Today was the first day back after intensives, which means it was my first day of teaching the newest incarnation of “Banking and Investing.”  I’ve loved this class since I started teaching it in 2011, just a few years after the credit crisis forced thousands to be confused about just what exactly caused the credit crisis.  While the past 3 years of teaching this eight week course allows me to have it down to a science, there is a still a panic inducing moment before I start heading down to the first session where I FREAK OUT!  All of a sudden rapid mental leaps between old dropbox folders and google search results takes place while saying otherwise unspeakable things about the stupid printer and of course the intermittent spurts of self-loathing and anger at all of the new concepts and ideas that didn’t get fleshed out.  It’s like my mind crams the entire weekend before a new school year into my free period after lunch.

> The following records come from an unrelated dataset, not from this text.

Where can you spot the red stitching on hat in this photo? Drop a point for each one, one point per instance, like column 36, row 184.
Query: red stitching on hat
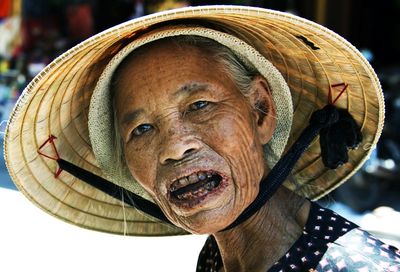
column 51, row 141
column 344, row 85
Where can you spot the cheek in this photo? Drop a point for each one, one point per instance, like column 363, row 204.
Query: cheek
column 141, row 165
column 233, row 136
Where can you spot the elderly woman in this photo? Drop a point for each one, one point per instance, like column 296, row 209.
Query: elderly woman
column 185, row 116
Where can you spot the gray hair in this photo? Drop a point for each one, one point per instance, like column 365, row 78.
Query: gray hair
column 241, row 73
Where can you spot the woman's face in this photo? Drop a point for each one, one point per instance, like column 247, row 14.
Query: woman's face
column 191, row 139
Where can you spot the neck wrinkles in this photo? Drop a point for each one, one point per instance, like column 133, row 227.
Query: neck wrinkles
column 260, row 241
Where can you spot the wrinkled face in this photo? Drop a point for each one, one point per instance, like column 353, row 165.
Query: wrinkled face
column 191, row 139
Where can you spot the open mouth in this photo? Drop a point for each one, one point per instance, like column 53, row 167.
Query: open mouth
column 195, row 186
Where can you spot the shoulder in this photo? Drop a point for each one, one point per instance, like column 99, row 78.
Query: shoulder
column 358, row 250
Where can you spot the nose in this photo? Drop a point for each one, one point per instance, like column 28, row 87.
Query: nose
column 178, row 145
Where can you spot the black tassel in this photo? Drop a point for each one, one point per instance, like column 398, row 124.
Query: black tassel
column 337, row 138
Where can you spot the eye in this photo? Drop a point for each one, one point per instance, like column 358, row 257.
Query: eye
column 198, row 105
column 142, row 129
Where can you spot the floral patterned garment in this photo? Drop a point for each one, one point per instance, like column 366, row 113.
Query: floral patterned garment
column 329, row 243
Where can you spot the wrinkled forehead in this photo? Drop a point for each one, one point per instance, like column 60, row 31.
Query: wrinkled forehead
column 169, row 57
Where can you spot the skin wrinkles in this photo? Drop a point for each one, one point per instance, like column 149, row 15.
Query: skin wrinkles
column 225, row 135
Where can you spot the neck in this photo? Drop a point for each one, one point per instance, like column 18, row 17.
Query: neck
column 264, row 238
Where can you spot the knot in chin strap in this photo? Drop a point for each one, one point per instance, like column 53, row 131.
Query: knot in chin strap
column 338, row 131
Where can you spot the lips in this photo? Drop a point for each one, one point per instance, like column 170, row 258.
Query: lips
column 195, row 186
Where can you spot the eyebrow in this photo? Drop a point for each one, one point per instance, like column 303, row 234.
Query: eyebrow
column 190, row 88
column 186, row 90
column 131, row 116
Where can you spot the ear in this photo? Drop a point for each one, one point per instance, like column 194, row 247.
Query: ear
column 264, row 109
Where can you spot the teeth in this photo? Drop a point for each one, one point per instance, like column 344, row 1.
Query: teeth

Today was the same panic session, including a first-ever bang of my head against the wall in an unintentional nod to Kevin Garnett.  Then, after running down the stairs like a crazy person, I saw the classroom full of kids at 2:45 and realized what I should have realized long ago.  “This is not my class..”  In the ‘fog of education’ I forgot that PM school starts at 3:15, and I actually had half an hour before class started!  The remaining adrenaline in my system rushed me back to my desk before I had enough time to take a deep breath and think about what this really meant.  I had an extra half an hour before class to make any changes that I wanted.  I have an extra half hour.  It felt like I was watching the TV in my sleepwear as the Chancellor calls a snow day.  What do I do with this extra half an hour?  I’ll tell you what I’d did with my extra half hour, but I’m really curious to hear what you would do with one of your own.

The most important thing I did with my half hour was calm down, and then really look at the worksheets that I had hastily printed out.  Instead of giving them out as usual, I thought about how I could break them into pieces.  I ended up taking the top “Context” part of the worksheet, quickly putting it on a google spreadsheet of it’s own, so I could show that to students and let them really understand it before giving them the entire sheet.  With the students really understanding the whole point of the exercise “What would you do with a million dollars” it stopped them from jumping down to the middle of the sheet and trying to come up with answers as manically as I was running of copies about 45 minutes earlier.

So much of regular teaching workload involves squeezing things in right up until the moment I’m “ON” that I might lose out on a few small things I could do to make lessons better.  What about you?  What would you do with an extra half hour before you taught your last lesson?